My Résumé
David G. Marmon, J.D.

EDUCATIONAL BACKGROUND
University of California at Berkeley, B.A.
Harvard Law School, J.D.
Stanford Business School (one year in MBA program)
LEGAL BACKGROUND
Credentials:
Graduated Harvard Law School (Doctor of Jurisprudence)
Licensed in California (inactive)
Licensed in Kansas (inactive)
Licensed before the U.S. Supreme Court
Licensed before the U.S. District Court of Appeals (Southern District of California)
Licensed before the California Court of Appeals (Ninth Circuit)
INTERNATIONAL BACKGROUND
"My international travel started relatively early in life. Between my sophomore and junior years at Berkeley, I took off a year to explore some of the world. I shipped out on a Norwegian freighter from New Orleans and went to Lake Maracaibo, Venezuela, then through the Panama Canal and up to El Salvador. The freighter returned with timber from up the Orinoco River in Panama (an interesting river that flows both ways depending on the tide 150 miles away). Then I took a second Norwegian freighter to Europe. I traveled down from Scotland and motorcycled through Europe, then crossed over into North Africa. When my year was up, I took another Norwegian freighter back to the U.S. This was the start of my great interest in foreign exploration."
Have traveled in 51 countries.
(This photo was taken on a humanitarian mission to Haiti.)

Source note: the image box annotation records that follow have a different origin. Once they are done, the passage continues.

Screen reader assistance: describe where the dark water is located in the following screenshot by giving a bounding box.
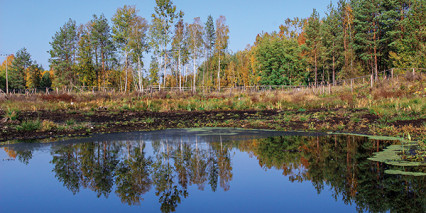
[0,129,426,212]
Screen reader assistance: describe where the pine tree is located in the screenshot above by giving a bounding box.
[321,2,343,84]
[48,19,78,86]
[354,0,381,79]
[188,17,203,91]
[26,62,43,88]
[112,5,148,92]
[88,14,115,87]
[215,16,229,91]
[152,0,184,85]
[305,9,321,85]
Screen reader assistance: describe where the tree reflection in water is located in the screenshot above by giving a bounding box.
[5,136,426,212]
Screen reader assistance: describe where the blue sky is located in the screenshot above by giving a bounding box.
[0,0,330,69]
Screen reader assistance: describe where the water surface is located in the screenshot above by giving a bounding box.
[0,129,426,212]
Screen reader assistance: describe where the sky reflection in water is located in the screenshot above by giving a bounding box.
[0,129,425,212]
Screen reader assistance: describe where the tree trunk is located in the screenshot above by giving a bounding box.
[192,54,197,92]
[333,55,336,85]
[138,57,143,92]
[124,51,127,92]
[178,49,182,92]
[315,49,318,86]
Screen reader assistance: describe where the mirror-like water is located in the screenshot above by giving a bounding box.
[0,129,426,212]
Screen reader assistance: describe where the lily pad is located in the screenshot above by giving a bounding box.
[385,169,426,177]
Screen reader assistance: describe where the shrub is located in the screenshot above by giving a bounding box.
[4,108,19,121]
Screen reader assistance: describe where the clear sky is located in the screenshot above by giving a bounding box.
[0,0,330,69]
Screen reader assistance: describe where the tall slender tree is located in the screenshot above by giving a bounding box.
[48,19,78,86]
[321,2,342,84]
[152,0,184,85]
[188,17,203,92]
[305,9,321,85]
[8,48,33,89]
[89,14,115,87]
[112,5,148,91]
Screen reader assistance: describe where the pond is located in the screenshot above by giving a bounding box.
[0,128,426,212]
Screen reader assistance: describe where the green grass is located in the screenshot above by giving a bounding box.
[16,119,41,131]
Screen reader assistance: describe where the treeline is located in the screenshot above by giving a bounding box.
[0,0,426,91]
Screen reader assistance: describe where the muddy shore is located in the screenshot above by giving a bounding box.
[0,108,426,142]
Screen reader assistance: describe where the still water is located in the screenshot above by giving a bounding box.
[0,128,426,212]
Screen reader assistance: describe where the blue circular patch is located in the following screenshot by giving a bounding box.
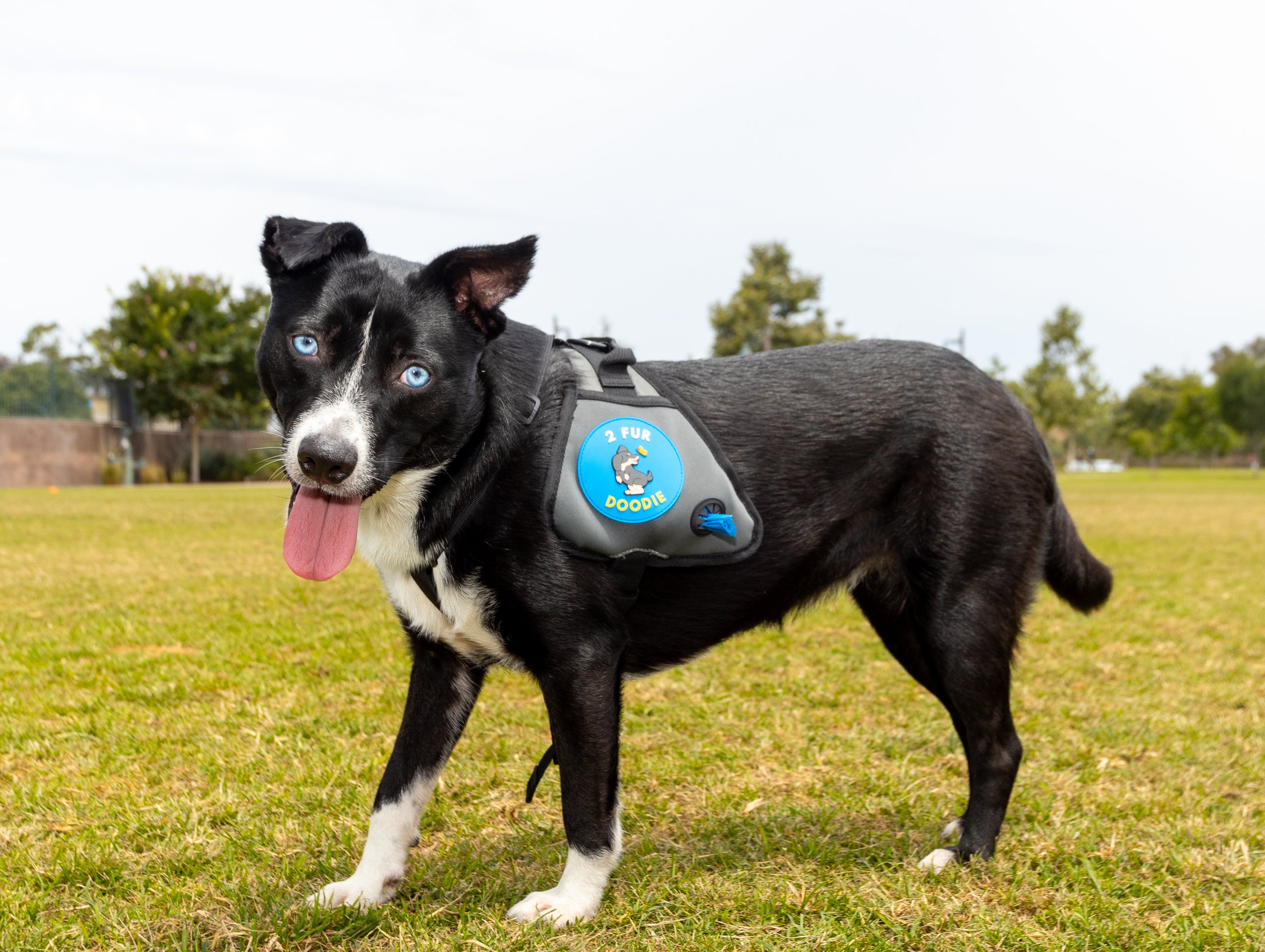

1 year in the Philippines.
6 weeks in the middle of the Sahara on a vision quest, south of Tamanrasset, about 150 miles from the Niger border. About three kilometers away from my tent (shown below) was a little water hole where birds drank. I was able to purify the water and drink it.

Drove to Panama down the Pan-American Highway in 1964
Brief visit to Taiwan, Japan, Hong Kong, and Macao
7 months in El Salvador.
6 months in Calcutta, India.
15 trips for a total time of 6 months in Israel.

HUMANITARIAN WORK
Went with emergency relief team to take goods to Mozambiquan refugees in South Africa (met with Vice-Minister of Foreign Relations, a Member of Parliament, and former mayor of Soweto, David Thebahalishown below). Photographic safari in Kruger National Park.

Helped take used clothing to U.S.S.R. before communism fell, going through Warsaw, Poland and from Leningrad through Novgorod to Moscow.
Traveling by small plane, motor launch and dug-out canoe, went with emergency relief team up the Coco river to Iralaya on the Miskito Coast of Honduras to provide health clinics for Nicaraguan refugees escaping the Sandinistas on the “Trail of Tears.”
Took used clothing to the slums of Lopez Portillo, on the outskirts of Mexico City (three separate trips).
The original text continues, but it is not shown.